By default, the Jazz™ for Service Management application server requires HTTPS (Hypertext Transfer Protocol Secure) access. If you want some users to be able to log in and use the console with no encryption of transferred data, including user ID and password, configure the environment to support both HTTP and HTTPS modes.

Before you begin

After installing Dashboard Application Services Hub and before beginning this procedure, log in to the console to ensure that it has connectivity and can start successfully.

About this task

Configuring for HTTP and HTTPS console access involves editing the web.xml file of Web components. Use this procedure to identify and edit the appropriate Web XML files.

Procedure

Change to the following directory: JazzSM_WAS_Profile/config/cells/JazzSMNode01Cell/applications.
From this location, locate the web.xml files in the following directories:
- For the Integrated Solutions Console web application archive: isc.ear/deployments/isc/isclite.war/WEB-INF
- For the Charts web application archive: isc.ear/deployments/isc/tip.charts.war/WEB-INF
- For the Dashboard Application Services Hub Change Password web application archive: isc.ear/deployments/isc/TIPChangePasswd.war/WEB-INF
Open one of the web.xml files using a text editor.
Find the <transport-guarantee> element.

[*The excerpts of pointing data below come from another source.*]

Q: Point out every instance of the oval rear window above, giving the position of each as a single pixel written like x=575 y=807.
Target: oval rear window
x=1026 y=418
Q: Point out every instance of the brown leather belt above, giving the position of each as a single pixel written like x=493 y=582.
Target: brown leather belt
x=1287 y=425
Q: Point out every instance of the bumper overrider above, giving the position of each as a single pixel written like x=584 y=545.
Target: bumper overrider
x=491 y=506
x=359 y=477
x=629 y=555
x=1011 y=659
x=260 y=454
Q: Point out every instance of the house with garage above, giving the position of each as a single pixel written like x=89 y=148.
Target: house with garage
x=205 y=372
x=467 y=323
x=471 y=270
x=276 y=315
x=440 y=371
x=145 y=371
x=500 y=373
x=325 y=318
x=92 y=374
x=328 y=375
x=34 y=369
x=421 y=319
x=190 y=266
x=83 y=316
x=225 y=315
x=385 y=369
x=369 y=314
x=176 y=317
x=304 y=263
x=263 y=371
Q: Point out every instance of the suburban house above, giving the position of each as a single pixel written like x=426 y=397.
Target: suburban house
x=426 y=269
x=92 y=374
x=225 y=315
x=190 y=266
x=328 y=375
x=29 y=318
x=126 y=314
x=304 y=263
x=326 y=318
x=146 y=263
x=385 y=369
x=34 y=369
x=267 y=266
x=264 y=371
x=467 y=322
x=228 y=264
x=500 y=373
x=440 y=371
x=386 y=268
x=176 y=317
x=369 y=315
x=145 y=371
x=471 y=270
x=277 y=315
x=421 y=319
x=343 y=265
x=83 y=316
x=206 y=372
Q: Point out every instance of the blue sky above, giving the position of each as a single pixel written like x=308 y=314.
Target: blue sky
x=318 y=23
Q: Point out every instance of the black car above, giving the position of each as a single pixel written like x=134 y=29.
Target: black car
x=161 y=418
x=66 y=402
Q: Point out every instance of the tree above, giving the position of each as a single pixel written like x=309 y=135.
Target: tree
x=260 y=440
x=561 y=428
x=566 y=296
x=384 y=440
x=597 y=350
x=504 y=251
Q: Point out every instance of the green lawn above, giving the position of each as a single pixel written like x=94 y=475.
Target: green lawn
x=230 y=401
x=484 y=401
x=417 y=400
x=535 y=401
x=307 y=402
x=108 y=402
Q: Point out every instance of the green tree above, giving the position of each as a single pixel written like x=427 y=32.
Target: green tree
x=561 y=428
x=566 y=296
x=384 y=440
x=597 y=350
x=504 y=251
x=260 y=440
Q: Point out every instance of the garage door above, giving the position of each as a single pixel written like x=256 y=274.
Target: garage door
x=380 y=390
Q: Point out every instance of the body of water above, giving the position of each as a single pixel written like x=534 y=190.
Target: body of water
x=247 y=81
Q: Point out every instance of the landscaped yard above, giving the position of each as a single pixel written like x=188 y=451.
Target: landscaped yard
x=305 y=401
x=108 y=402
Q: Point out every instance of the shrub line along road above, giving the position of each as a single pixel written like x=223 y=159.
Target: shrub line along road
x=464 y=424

The initial value of all <transport-guarantee> elements is CONFIDENTIAL, meaning that secure access is always required.
Change the setting to NONE to enable both HTTP and HTTPS requests. The element now reads: <transport-guarantee>NONE</transport-guarantee>.
Note: Ensure that every instance of <transport-guarantee> is set to a value of NONE.
Save the file, and then repeat these steps for the other web.xml deployment files.
Stop and restart the server.

Example

The following example is a section of the web.xml file for TIPChangePasswd where the transport-guarantee parameter is set to NONE:

	<security-constraint>
		<display-name>
		ChangePasswdControllerServletConstraint</display-name>
		<web-resource-collection>
			<web-resource-name>ChangePasswdControllerServlet</web-resource-name>
			<url-pattern>/*</url-pattern>
		</web-resource-collection>
		<auth-constraint>
	    	<description>Roles</description>
			<role-name>administrator</role-name>
            <role-name>operator</role-name>
            <role-name>configurator</role-name>
            <role-name>monitor</role-name>
            <role-name>iscadmins</role-name>
		</auth-constraint>
		<user-data-constraint>
			<transport-guarantee>NONE</transport-guarantee>
		</user-data-constraint>
	</security-constraint>

What to do next

Users must now specify a different port, depending on the mode of access. The default port numbers are as follows:

http://<host_name>:16310/ibm/console: Use the HTTP port for logging in to the Dashboard Application Services Hub on the HTTP port .

https://<host_name>:16311/ibm/console: Use the HTTPS secure port for logging in to the Dashboard Application Services Hub.

Note: If you want to use single sign-on (SSO) then you must use the fully qualified domain name of the Dashboard Application Services Hub host.